If the author wants to use the Model S as the benchmark for whether the Model 3 launch will be a success he should get his facts straight, or at least attempt an apples-to-apples comparison.
When Tesla went public in June 2010, it had only one alpha prototype of the Model S but brashly predicted it would launch the Model S in 2012 with an ultimate production goal of "up to approximately 20,000 cars per year."
TESLA MOTORS INC (Form: 424B4, Received: 06/29/2010 06:12:24)
Tesla did not even have the Fremont factory in hand until the fall of 2010 (although they had entered into an agreement with Toyota to buy it at the time of the IPO).

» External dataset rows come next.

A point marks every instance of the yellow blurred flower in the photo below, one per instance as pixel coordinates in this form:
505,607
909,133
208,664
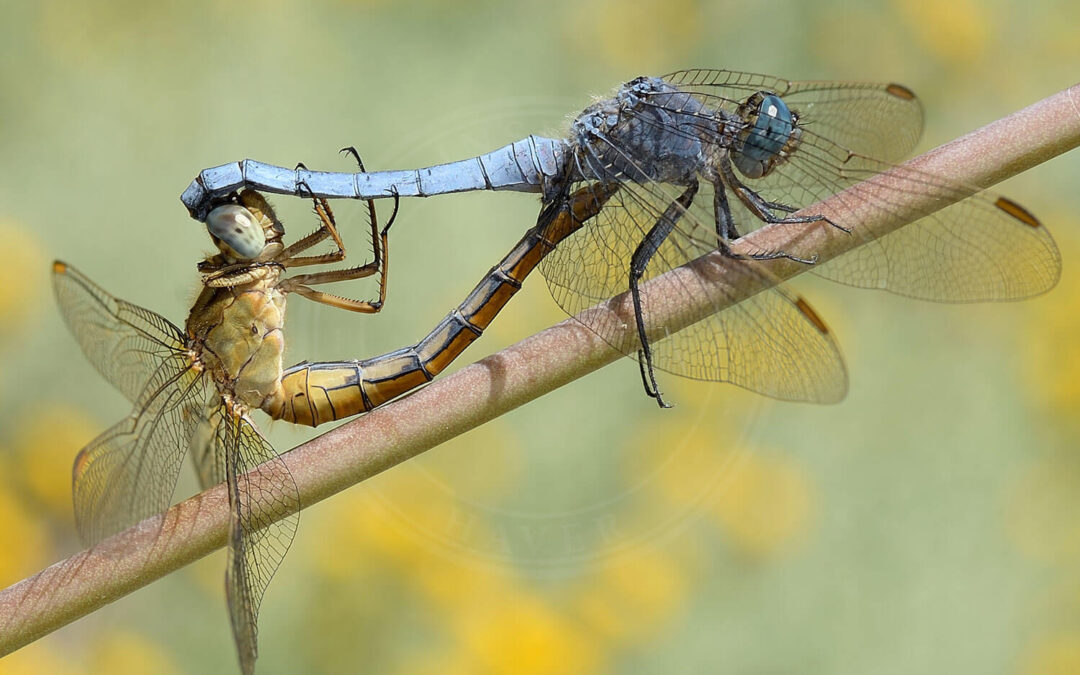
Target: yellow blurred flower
24,266
636,34
632,595
1051,343
958,31
129,652
520,634
45,444
683,460
24,547
483,466
767,503
1054,655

Practically everyone in the automotive business predicted Tesla would fail, but it launched the Model S in 2012 essentially as predicted in the June 2010 IPO. By the end of 2013 -- a little more than one year into production -- Tesla was already exceeding the 20,000 vehicle per year run rate. They are now producing several times that number. And there is no real competitive threat to the Model S anywhere on the horizon even though it has been on the market for four years.
In other words, once Tesla had adequate funding from the IPO and a factory to build the Model S, it was off to the races.
Tesla has both Fremont and the Gigafactory, and has already raised $1.7B in capital to build the Model 3 (and Panasonic is raising $3.9B primarily to fund the Gigafactory). So if the author wants to use the Model S as a benchmark, that would mean the Model 3 is launched sometime in the fall 2017, with Tesla exiting 2018 exceeding the 500,000 Model 3 per year production run rate Elon has predicted and producing over 1,000,000 Model 3s per year within a couple years after that. And with no meaningful competition until some time after 2020.
That sounds pretty good to me. And, coincidentally, is a pretty fair forecast of how things will likely play out IMO.